歴史は勝者が造る物であるから、この麻帆良での玄凪の歴史も今となっては石畳とアスファルトの下。それから私の記憶のどこかに眠るのみ。それを他人から、エヴァの口から聞いたと言うことに、どこか感慨深いものを覚える。

 

「……ご明察。それで、続きは?」

「最初そのことに気づいた時はおかしいとは思わなかった。百年以上前の人間……というのにはおかしな物を感じたが、私という例もあるしな。本人であればこの土地を取り返そうと思うことはおかしなことじゃあない。

この麻帆良は霊地のなかでもとびっきりだからな。仮に本人でなかったとしても、細々と残っていた子孫が取り戻そうと動くことも、まぁおかしくはない。

事実、今の関東呪術協会に席を置く幹部連中はお前の下で十五年前にそうやって土地を取り戻して返り咲いたんだからな」

「私の下に、というのは正しくありませんよ。
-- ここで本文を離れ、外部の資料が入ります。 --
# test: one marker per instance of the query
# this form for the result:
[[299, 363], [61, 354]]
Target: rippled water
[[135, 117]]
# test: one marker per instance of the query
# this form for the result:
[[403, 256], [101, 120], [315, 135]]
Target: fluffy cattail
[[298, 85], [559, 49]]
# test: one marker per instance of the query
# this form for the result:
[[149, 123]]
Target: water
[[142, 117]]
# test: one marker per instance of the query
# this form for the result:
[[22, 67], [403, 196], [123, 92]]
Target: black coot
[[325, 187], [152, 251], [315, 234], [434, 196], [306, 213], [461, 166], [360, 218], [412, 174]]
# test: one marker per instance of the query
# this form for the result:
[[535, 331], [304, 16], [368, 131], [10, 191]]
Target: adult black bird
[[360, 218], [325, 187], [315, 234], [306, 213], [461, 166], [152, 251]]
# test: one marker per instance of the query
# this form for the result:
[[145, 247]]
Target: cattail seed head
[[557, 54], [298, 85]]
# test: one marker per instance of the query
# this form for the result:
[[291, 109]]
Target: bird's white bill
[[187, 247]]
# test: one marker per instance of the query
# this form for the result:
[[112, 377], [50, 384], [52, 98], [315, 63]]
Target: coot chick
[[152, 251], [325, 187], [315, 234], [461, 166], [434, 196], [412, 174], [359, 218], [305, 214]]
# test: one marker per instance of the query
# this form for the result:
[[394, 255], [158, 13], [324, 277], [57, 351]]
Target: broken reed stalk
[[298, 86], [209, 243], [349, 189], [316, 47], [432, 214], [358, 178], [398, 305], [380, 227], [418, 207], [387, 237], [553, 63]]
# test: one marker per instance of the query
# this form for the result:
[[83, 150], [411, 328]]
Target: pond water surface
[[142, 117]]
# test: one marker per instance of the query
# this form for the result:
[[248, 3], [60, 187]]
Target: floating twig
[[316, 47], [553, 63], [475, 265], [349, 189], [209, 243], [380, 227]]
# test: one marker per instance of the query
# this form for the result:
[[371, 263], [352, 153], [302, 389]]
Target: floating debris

当時、私は関東の長ではありませんでしたから」

「だが、実質的な指導者は貴様だった。と、まぁそれは良い。話がおかしくなるのはここからだ。この土地、麻帆良を取り返そうというのは自然な流れだ。魔法世界での傭兵活動は資金集め。長期の潜伏は元老院の事件も復讐だとすれば納得もいく。しかし、だ」

 

 エヴァは両手を拡げ、問いかける。

 

「私が貴様を見た限り、貴様は不要なことは極力言わず含みを持たせるが、嘘は言わないタイプだ。察知されて対策を打たれること自体を前提において、二重三重に手を回して最大限策を重ねて、それでいて自分ひとりが訳知り顔で笑っている、そんなタイプだ」

「おや酷い。そんなことは無いですよ」

「黙れ。……とにかく、貴様は本来百年以上前に生きた人間。貴様が恋した相手は生きているわけはない……とうの昔に死んでいるはずなんだよ。だが、それでも貴様があの時言った言葉は嘘に聞こえなかった。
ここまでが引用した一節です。